In the late '80s, MTV treated rap and hip-hop as a novelty — a hip new fad featuring urban style, breakdance moves, fresh production techniques, and a cast of cartoonish characters with microphones and vinyl records in hand.
I was a college freshman when tracks from the New York-based group's It Takes a Nation of Millions to Hold Us Back hit the airwaves on the heels of 1987's Yo! Bum Rush the Show. College radio embraced both albums. No commercial pop or rock stations would touch Public Enemy, or any harder-edged hip-hop, for that matter. It was still under the radar.
I heard Chuck and Flava swapping lines on the pumped-up "She Watch Channel Zero" while a guitar sample from Slayer's "Angel of Death" churned in the background. I noticed the vintage funk rhythms, the initially siren-like blasts of saxophone and brass, and the stuttering vocal deliveries on "Bring the Noise" and "Don't Believe the Hype." I recognized Kool and the Gang's smooth groove on "Louder Than a Bomb."
Watching actress Rosie Perez dance and shadowbox to "Fight the Power" in the opening credits to the 1989 Spike Lee joint Do the Right Thing smacked me pretty hard, though. Perez looked entranced as she bobbed and twisted to the music. Chuck D's line, "You gotta go for what you know/Make everybody see in order to fight the powers that be," landed a blow to my skull. It was one of those rattling moments of enlightenment. Public Enemy wasn't simply a rowdy troupe of noise-makin' maniacs with an artillery of audio samples and beats; they were actually intense musical artists with a message of strength, independence, and justice — pioneers in the field, unafraid of controversy, conformity, and backlash.

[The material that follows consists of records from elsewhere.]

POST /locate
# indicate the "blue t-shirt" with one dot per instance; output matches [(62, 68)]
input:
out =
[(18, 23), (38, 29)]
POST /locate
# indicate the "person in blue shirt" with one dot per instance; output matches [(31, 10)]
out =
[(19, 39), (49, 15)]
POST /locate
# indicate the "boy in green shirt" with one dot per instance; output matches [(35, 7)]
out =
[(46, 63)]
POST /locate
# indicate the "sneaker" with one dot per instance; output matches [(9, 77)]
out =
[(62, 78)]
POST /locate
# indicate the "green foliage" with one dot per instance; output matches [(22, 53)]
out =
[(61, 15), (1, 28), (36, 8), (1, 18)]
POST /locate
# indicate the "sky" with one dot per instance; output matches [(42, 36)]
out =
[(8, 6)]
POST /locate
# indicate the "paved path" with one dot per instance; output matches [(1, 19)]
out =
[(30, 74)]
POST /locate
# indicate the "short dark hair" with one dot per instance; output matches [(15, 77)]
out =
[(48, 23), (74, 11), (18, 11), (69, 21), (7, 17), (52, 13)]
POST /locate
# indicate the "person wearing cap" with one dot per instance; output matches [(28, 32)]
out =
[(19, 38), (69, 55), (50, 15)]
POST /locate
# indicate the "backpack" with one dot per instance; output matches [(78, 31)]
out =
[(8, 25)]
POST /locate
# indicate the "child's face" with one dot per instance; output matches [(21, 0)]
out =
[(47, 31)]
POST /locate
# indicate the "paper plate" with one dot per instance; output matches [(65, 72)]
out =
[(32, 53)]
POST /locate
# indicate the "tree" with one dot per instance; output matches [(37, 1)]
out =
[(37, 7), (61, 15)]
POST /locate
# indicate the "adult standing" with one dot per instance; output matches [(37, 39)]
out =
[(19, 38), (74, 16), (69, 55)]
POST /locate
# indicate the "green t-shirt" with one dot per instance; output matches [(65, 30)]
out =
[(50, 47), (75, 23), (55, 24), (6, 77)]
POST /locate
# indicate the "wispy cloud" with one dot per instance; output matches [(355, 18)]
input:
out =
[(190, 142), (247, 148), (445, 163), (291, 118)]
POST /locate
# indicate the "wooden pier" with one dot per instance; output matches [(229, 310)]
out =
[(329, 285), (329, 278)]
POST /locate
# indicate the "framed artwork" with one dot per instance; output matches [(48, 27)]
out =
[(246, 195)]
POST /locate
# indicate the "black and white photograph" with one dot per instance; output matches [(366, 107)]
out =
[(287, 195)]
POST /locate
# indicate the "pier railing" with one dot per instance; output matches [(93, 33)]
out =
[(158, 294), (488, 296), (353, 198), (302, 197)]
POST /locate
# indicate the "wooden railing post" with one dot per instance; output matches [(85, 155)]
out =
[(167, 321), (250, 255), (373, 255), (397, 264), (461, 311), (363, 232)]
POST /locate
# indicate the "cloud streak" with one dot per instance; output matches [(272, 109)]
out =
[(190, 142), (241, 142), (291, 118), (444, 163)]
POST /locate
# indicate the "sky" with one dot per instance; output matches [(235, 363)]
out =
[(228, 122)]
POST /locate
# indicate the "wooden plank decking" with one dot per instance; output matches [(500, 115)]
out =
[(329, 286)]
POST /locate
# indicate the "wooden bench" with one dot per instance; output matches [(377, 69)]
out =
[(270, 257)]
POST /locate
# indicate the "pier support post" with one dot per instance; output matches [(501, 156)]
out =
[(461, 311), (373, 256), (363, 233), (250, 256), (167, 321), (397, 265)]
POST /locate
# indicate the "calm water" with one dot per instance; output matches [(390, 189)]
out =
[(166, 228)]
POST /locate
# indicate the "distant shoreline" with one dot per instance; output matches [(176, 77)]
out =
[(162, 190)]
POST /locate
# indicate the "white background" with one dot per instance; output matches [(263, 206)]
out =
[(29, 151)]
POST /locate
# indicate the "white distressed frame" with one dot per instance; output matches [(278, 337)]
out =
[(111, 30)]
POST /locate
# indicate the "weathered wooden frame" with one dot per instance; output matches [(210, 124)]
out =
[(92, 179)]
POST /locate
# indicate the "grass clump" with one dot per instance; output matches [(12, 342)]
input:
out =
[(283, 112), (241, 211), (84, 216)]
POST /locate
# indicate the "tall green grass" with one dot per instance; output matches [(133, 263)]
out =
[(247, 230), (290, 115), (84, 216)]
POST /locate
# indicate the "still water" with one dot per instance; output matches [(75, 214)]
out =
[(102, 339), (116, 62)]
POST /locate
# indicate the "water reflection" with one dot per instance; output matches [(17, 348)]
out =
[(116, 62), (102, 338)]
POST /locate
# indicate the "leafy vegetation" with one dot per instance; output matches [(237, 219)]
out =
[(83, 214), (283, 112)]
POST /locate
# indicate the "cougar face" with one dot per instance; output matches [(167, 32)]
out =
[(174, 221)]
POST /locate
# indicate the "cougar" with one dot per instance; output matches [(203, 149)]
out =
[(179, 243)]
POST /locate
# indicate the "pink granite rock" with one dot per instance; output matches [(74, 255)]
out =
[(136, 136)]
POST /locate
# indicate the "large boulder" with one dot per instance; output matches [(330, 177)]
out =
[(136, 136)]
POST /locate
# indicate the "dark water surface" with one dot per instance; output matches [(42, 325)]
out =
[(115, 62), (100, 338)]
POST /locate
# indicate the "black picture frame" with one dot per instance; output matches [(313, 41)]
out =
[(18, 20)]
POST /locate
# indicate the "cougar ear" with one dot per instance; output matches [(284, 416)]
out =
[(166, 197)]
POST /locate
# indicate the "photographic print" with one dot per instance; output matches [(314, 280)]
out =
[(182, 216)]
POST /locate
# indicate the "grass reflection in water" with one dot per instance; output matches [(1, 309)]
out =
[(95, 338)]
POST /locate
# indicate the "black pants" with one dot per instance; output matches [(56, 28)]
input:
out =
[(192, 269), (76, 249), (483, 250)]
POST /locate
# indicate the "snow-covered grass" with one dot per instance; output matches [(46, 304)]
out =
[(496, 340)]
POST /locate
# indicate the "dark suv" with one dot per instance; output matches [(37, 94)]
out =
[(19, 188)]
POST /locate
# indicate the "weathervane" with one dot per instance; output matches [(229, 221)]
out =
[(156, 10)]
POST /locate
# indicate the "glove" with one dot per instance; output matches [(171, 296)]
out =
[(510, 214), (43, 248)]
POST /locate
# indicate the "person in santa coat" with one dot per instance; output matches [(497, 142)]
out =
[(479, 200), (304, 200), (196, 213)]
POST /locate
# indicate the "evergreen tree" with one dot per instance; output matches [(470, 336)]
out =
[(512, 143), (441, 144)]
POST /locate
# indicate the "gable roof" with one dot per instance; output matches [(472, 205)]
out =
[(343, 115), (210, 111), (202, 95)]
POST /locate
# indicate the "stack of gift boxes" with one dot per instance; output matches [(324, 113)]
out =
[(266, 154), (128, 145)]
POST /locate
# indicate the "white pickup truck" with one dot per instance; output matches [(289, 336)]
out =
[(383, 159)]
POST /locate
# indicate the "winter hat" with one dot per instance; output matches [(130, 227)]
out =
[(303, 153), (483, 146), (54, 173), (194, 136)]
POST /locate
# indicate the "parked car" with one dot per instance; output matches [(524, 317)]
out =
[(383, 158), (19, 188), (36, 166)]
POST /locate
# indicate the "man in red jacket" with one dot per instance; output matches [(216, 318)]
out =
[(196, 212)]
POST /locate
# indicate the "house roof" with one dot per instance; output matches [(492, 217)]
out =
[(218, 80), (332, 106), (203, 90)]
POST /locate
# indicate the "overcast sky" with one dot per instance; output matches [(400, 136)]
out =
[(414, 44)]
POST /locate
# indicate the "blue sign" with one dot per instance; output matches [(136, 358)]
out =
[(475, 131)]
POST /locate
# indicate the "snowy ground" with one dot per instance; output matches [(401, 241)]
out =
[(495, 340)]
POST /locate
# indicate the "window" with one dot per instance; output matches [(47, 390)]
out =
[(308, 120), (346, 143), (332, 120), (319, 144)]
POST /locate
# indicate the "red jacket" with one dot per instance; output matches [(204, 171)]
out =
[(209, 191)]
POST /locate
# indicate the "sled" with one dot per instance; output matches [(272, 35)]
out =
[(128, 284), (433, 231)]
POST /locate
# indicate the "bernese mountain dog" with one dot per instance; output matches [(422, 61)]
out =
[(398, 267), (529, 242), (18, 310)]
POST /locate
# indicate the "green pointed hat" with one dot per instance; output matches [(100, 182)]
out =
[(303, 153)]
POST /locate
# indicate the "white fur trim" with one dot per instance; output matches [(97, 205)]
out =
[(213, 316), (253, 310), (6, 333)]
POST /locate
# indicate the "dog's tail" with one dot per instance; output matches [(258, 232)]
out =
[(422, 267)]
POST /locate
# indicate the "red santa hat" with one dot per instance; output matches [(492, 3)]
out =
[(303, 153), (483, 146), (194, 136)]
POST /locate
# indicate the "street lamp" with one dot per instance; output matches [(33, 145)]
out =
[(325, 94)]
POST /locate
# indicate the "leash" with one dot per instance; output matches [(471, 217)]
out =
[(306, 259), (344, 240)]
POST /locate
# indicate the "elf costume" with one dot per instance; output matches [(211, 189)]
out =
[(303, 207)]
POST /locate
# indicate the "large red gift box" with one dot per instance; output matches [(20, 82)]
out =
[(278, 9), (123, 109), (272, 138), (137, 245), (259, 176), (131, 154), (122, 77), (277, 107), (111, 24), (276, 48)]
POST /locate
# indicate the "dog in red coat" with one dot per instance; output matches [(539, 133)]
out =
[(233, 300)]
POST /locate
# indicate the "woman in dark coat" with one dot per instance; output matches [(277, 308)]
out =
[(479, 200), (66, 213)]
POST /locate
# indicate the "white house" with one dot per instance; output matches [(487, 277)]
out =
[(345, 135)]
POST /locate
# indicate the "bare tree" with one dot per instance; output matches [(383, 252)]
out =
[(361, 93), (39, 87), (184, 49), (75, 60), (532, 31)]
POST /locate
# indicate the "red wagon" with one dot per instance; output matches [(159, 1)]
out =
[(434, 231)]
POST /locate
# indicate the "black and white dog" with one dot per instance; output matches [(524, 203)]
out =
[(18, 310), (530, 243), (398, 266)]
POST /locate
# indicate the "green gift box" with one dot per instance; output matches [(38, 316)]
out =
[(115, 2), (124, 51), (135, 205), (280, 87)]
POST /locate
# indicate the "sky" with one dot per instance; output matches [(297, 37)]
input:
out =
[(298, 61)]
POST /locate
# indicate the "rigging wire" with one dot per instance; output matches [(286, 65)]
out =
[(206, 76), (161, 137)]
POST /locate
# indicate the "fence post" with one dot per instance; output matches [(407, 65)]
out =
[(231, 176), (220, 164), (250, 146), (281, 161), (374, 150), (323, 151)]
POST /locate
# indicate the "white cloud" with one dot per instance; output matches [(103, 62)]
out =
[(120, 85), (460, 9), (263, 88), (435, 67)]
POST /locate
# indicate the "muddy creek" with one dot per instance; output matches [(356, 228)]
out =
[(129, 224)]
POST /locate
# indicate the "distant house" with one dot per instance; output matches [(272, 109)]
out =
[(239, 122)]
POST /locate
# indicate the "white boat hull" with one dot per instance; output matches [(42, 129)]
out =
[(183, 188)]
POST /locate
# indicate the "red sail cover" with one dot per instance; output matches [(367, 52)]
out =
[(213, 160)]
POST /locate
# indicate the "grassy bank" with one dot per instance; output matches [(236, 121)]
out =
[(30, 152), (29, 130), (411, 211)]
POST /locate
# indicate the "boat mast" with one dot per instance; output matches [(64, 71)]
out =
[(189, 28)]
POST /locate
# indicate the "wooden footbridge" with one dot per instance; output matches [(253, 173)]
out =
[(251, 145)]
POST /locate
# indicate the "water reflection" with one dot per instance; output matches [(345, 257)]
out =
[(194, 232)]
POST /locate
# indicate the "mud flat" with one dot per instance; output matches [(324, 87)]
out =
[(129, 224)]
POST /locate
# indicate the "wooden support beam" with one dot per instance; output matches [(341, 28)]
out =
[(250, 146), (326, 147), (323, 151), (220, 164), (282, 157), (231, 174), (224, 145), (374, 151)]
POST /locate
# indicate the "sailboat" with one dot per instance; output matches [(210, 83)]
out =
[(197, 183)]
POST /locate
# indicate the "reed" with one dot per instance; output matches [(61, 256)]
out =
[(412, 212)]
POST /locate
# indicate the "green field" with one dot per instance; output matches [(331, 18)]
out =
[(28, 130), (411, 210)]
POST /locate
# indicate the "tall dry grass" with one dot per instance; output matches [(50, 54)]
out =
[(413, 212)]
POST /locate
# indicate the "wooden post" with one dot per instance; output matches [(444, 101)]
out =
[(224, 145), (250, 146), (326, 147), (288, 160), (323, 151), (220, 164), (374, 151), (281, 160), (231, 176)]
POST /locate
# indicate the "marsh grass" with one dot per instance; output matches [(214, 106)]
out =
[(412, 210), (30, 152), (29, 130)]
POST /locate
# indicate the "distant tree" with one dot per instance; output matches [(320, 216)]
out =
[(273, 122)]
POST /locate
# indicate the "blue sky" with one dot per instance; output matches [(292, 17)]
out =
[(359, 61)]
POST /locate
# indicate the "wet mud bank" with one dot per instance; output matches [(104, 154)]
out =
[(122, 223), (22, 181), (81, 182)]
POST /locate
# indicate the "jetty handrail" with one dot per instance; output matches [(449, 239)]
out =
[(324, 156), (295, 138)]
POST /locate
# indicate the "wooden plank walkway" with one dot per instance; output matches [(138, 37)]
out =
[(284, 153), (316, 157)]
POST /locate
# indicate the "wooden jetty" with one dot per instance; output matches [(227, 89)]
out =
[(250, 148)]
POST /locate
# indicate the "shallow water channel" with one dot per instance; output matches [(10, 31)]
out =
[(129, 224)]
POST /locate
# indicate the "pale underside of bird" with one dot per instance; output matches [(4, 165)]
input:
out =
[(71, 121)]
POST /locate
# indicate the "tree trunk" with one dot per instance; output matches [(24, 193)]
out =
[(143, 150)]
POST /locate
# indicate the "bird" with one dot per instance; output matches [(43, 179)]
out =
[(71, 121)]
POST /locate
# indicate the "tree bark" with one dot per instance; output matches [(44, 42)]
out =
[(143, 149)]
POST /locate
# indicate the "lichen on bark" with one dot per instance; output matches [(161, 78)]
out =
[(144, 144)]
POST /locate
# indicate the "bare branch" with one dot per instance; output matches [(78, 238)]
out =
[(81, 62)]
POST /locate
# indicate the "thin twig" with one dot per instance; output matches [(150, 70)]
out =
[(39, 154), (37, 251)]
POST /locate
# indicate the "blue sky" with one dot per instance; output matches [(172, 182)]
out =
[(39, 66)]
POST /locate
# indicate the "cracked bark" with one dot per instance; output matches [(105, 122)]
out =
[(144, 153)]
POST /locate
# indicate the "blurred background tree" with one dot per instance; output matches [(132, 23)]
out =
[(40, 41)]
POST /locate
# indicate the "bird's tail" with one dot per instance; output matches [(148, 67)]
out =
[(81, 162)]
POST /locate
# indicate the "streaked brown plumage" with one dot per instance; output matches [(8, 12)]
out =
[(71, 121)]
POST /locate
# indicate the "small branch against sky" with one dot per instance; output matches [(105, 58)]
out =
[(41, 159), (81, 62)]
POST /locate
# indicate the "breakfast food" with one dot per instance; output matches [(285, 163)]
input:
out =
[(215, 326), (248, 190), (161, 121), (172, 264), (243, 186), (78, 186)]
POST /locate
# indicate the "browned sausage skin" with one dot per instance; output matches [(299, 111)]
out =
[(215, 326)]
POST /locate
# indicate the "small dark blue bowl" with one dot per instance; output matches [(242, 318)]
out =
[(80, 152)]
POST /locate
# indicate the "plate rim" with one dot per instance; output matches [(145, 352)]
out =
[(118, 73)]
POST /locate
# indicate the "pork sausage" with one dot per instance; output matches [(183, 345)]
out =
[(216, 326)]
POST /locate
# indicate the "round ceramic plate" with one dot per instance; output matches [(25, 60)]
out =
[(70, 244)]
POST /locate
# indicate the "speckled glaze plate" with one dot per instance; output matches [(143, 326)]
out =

As the main voice, Chuck's message had bite and wit. He spoke up for the unrepresented, and he slammed the hypocritical and the corrupted. His deep-toned vocal delivery was almost as radical as the words themselves. If Flav played the jester of the group, Chuck D served as the intellectual and justifiably pissed-off preacher-in-chief.
After Public Enemy went on hiatus around 1993, Flav dealt with drug and financial problems while Chuck worked on solo projects. Flav's innate silly streak was at the heart of a string of VH1 reality shows. Chuck branched out into the lecture circuit, becoming an in-demand commentator at various academic and media events. The group survived the career ups and downs with their spirit intact.
Chuck D, Flava Flav, and most of the original PE lineup are set for a concert at the Music Farm on Wed. Sept. 15. Twenty years after It Takes a Nation of Millions, I'm ready to relate to PE's message and funky noise with better ears. I might even practice my Rosie Perez-style dance moves for when they play their most audacious classics.